The closer he comes, the bigger the urge to jump out of the window.
Instead, all I do is slide the notebook beneath the pillow and pick up Lorca’s poems again.
He knocks twice, and when I remain silent, he sticks his head in. ‘Ah, lost in a book, are you?’
Dad is the oldest of his siblings, and though he shares Andrés’ dark beard, his cheeks are fuller, and his skin shows lines far too deep for someone in his forties. But I know what grief does to a person, and I wonder if I’ll inherit the grey beard or the lines, or both.
I can’t detect anything in his eyes that says he knows about the noticeboard. But if he only speaks to his siblings in another country and newcomers looking for seaside homes, he might not know.
‘Yes, sorry, lost in a book,’ I say.
‘That’s OK, Simo. Just don’t forget your homework, yes?’
I never forget my homework. But that doesn’t stop him from reminding me every day. He means well; after all, even though Mum is the primary-school teacher, he’s the one who has always helped me at school.

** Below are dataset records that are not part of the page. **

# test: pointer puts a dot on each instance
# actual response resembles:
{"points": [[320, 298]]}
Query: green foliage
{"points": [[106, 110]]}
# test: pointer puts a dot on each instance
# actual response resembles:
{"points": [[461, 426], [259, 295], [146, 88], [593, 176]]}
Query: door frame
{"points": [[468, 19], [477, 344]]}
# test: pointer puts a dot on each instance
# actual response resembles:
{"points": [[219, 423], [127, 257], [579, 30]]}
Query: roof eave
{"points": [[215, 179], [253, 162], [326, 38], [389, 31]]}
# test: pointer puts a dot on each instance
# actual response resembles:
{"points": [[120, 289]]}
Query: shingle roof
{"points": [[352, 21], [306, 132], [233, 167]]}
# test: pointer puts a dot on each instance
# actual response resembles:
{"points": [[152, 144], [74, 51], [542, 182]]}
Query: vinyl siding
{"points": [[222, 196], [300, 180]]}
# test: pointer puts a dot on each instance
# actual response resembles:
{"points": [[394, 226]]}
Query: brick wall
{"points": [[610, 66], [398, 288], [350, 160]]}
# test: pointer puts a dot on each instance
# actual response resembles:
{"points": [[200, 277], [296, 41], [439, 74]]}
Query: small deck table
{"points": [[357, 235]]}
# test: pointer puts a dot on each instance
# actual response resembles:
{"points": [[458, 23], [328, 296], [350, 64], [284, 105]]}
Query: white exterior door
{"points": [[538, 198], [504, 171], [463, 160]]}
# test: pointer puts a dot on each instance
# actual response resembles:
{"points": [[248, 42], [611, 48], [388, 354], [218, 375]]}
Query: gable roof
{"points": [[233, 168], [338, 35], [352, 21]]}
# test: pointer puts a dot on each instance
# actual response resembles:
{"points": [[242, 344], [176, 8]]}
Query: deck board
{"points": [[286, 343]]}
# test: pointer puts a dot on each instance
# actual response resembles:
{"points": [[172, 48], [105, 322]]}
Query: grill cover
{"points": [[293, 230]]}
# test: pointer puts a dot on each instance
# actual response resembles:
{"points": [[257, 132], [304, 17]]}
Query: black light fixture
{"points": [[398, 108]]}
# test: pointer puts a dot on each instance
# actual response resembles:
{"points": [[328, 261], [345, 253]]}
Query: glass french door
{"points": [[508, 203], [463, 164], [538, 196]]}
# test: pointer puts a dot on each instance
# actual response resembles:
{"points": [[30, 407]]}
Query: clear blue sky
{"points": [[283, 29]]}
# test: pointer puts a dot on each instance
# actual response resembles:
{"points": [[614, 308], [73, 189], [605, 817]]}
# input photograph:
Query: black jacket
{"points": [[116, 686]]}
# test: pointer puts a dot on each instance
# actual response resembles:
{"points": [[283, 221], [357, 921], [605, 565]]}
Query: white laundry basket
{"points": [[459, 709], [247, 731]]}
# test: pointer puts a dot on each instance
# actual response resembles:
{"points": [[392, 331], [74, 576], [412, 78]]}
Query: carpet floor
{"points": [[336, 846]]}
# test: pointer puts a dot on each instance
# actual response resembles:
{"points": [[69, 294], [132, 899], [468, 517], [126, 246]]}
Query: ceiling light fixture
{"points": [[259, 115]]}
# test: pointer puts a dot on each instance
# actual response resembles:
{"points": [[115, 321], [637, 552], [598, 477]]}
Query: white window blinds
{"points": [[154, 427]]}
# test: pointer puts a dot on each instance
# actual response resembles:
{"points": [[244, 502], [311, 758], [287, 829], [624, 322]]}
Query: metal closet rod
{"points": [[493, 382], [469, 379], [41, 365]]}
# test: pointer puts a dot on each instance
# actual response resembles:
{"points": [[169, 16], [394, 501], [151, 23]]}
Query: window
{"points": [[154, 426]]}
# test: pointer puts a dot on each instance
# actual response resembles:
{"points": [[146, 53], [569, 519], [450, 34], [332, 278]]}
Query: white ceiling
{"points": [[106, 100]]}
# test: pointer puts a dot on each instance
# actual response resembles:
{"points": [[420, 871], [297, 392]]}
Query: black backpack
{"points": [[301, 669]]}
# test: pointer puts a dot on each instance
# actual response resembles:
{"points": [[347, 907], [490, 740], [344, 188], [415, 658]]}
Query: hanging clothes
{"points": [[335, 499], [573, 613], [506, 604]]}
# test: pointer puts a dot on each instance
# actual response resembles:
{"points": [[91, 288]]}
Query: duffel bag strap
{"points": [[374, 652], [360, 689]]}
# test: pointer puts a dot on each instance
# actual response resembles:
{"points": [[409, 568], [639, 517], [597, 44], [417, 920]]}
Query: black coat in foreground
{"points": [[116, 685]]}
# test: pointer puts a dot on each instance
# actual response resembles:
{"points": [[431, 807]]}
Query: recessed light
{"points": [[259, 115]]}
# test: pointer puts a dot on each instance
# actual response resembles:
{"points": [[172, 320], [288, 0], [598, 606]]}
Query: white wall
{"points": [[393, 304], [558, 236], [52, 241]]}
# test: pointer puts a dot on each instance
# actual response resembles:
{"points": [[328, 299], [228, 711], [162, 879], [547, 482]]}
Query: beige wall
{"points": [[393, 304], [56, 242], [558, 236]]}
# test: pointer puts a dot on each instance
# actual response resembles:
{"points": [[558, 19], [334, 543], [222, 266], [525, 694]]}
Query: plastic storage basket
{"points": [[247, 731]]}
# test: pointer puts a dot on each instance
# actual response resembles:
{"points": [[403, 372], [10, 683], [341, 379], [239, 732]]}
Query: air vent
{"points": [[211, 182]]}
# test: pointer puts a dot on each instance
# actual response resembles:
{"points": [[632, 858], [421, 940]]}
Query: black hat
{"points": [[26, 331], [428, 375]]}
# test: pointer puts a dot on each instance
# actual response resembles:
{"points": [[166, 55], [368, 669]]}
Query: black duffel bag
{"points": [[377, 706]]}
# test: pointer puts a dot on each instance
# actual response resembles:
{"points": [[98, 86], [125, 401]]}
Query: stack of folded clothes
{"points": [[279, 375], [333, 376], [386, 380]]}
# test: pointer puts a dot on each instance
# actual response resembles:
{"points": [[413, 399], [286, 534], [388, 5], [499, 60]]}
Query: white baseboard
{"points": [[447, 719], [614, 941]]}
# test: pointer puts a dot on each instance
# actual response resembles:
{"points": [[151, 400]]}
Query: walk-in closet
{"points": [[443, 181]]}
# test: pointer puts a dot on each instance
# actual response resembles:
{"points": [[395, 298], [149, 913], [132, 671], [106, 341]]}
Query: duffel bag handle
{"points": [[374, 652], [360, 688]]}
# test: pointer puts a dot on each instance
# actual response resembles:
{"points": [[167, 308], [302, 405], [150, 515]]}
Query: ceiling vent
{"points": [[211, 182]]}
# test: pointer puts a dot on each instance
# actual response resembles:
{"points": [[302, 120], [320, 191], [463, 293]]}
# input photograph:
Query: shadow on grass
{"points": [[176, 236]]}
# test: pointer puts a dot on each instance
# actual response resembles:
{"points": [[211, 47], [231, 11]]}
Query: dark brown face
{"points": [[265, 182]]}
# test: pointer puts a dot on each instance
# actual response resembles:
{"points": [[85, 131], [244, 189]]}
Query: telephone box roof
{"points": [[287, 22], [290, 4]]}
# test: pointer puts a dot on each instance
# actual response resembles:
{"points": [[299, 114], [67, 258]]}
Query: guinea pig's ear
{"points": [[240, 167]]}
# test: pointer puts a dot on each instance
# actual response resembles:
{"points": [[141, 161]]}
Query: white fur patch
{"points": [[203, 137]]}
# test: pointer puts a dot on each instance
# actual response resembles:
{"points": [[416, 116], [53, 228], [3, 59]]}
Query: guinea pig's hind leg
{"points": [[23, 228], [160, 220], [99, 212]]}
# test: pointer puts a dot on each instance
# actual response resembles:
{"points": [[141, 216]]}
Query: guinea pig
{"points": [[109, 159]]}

‘No Luca today?’ he asks, catching me off guard.
‘I – no. Maybe later.’
‘OK, just let me know when you leave. I’ll be in the garden.’
I’m certain he doesn’t know. It’s not like he’d confront me. He’d take the opposite approach, avoiding a conversation until the situation either resolves itself or is overshadowed by a more urgent problem that must itself be ignored.
I see the way my parents treat Luca. They’re polite, but they use this politeness to keep him at a distance.
They wouldn’t utter a bad word about my best friend, but that doesn’t mean they don’t hold prejudice against him – and his dad.
It’s like they suddenly forget to act like normal people whenever they come face to face with someone who’s gay.
I’m not sure if it’s because they’re scared they’ll say the wrong thing or whether they disagree with homosexuality as a whole.
And I don’t know that I want to find out.